Among these glycocalyx proteins, MUC1 acts as a decoy to limit microbial adhesion, a function demonstrated in the mouse gastric epithelium (Pelaseyed and Hansson, 2020). MUC1 is present on the parietal surface and surface epithelium of gastric deep fossa cells (McAuley et al., 2007), where it reduces acute and chronic H. pylori colonization by preventing the bacterium from binding directly to enterocytes (Pelaseyed and Hansson, 2020). Additionally, mice infected with the bacterial pathogen Campylobacter jejuni via the oral route can upregulate the level of MUC 1 protein in the gastrointestinal tract, thereby inhibiting the pro-apoptotic effect of Campylobacter jejuni toxins (McAuley et al., 2007). Transmembrane mucins, such as MUC3, MUC12, and MUC17, extend approximately1μm from the brush border and form part of enterocyte glycocalyx. Interestingly, MUC17 mucins can translocate from the cell surface into intracellular vesicles, suggesting that enterocytes actively manage and respond to microbial challenges at the epithelial interface (Pelaseyed et al., 2014). Acting as a bait ligand for bacterial and fungal adhesins, MUC17 not only blocks pathogen binding but also rapidly upregulates its cytoplasmic domains to enhance cytoplasmic localization. This process limits the attachment of pathogens to other cell surface molecules and subsequent invasion (McAuley et al., 2007).

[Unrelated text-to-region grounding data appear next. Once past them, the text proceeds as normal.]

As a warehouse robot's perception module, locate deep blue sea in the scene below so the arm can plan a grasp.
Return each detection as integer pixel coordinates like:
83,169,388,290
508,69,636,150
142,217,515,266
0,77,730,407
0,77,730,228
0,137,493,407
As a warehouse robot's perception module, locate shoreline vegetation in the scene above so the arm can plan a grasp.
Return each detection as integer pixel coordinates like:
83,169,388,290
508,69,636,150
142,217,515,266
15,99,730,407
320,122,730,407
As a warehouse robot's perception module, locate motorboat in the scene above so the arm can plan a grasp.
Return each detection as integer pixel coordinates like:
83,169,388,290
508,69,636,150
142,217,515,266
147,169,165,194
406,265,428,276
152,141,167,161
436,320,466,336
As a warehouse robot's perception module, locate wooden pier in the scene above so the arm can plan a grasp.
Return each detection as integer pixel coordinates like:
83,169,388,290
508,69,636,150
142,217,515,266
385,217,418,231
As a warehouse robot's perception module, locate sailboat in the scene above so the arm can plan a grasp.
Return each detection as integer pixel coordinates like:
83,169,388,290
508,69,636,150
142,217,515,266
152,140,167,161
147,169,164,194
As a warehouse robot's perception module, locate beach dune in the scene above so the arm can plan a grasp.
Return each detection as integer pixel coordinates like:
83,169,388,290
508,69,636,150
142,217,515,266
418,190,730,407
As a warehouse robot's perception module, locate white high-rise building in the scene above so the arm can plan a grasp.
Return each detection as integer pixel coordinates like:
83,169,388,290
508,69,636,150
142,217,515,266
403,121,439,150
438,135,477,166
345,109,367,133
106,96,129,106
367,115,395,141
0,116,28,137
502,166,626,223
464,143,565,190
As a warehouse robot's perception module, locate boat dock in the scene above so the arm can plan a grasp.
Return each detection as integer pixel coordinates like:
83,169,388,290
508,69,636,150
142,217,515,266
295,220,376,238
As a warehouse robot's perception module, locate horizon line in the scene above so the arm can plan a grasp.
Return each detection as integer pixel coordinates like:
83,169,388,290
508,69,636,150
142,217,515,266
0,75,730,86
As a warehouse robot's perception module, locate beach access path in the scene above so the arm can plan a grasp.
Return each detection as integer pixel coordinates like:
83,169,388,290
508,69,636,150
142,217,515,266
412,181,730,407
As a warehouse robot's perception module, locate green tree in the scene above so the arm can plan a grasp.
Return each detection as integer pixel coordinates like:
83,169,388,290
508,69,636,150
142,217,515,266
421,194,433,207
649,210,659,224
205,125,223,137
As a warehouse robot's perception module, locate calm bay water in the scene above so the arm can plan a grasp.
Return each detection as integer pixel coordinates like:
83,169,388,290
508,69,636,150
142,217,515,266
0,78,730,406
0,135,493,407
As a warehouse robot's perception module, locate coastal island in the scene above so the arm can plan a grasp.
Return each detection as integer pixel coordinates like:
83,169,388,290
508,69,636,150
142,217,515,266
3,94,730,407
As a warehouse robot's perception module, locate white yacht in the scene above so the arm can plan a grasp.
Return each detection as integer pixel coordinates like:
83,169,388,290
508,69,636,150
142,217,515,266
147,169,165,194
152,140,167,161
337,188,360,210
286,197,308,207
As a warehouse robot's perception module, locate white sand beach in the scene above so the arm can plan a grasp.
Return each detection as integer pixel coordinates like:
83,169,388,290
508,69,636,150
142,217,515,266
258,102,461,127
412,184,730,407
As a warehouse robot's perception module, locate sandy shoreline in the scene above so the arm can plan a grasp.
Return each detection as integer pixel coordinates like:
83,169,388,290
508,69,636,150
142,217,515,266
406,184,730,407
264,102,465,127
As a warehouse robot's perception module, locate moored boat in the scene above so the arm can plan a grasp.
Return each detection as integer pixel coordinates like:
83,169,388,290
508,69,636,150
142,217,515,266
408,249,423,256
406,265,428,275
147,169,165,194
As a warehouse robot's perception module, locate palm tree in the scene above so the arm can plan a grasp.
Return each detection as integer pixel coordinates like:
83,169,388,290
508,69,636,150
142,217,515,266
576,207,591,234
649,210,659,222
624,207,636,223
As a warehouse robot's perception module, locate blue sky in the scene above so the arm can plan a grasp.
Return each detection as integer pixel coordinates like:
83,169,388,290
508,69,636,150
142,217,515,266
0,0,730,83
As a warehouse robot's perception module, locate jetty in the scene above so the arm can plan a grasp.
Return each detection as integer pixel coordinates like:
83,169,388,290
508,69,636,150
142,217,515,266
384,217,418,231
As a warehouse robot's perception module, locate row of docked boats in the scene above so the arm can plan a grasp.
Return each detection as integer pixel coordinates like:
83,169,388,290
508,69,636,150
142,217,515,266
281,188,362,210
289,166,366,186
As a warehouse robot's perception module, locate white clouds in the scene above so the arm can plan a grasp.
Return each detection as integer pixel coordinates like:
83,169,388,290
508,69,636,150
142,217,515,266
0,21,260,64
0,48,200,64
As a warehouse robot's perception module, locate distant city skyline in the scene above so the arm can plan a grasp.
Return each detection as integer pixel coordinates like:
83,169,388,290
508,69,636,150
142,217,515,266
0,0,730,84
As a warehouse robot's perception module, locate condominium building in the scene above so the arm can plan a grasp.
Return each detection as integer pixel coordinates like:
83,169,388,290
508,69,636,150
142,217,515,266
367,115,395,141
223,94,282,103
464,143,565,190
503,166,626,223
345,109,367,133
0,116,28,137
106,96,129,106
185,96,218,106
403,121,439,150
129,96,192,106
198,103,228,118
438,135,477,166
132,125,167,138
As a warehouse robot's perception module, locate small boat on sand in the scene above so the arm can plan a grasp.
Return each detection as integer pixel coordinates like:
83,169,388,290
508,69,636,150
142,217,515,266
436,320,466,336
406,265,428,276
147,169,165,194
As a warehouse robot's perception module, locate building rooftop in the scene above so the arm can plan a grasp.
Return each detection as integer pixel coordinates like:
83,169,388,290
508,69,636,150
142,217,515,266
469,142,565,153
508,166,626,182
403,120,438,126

2.2.3 Secreted non-gel-forming mucins
Secreted non-gel-forming mucins, such as MUC7 and MUC8 (Supplementary Table S1), contribute to microbial binding and exhibit anti-inflammatory properties but do not affect the viscoelasticity of the mucosal layer (Puri and Edgerton, 2014). MUC7, in particular, has demonstrated fungicidal activity through the histone-like structural domain found in its N-terminal region (Cha and Song, 2018). Its amphiphilic helix structure creates hydrophilic and hydrophobic surfaces, a feature required for antimicrobial activity. Moreover, a low molecular weight MUC7-20-mer fragment found in human salivary mucin can penetrate fungal cell membrane and accumulate intracellularly. This action results in nearly 90% killing efficacy against C. albicans at 4 °C (Bobek and Situ, 2003).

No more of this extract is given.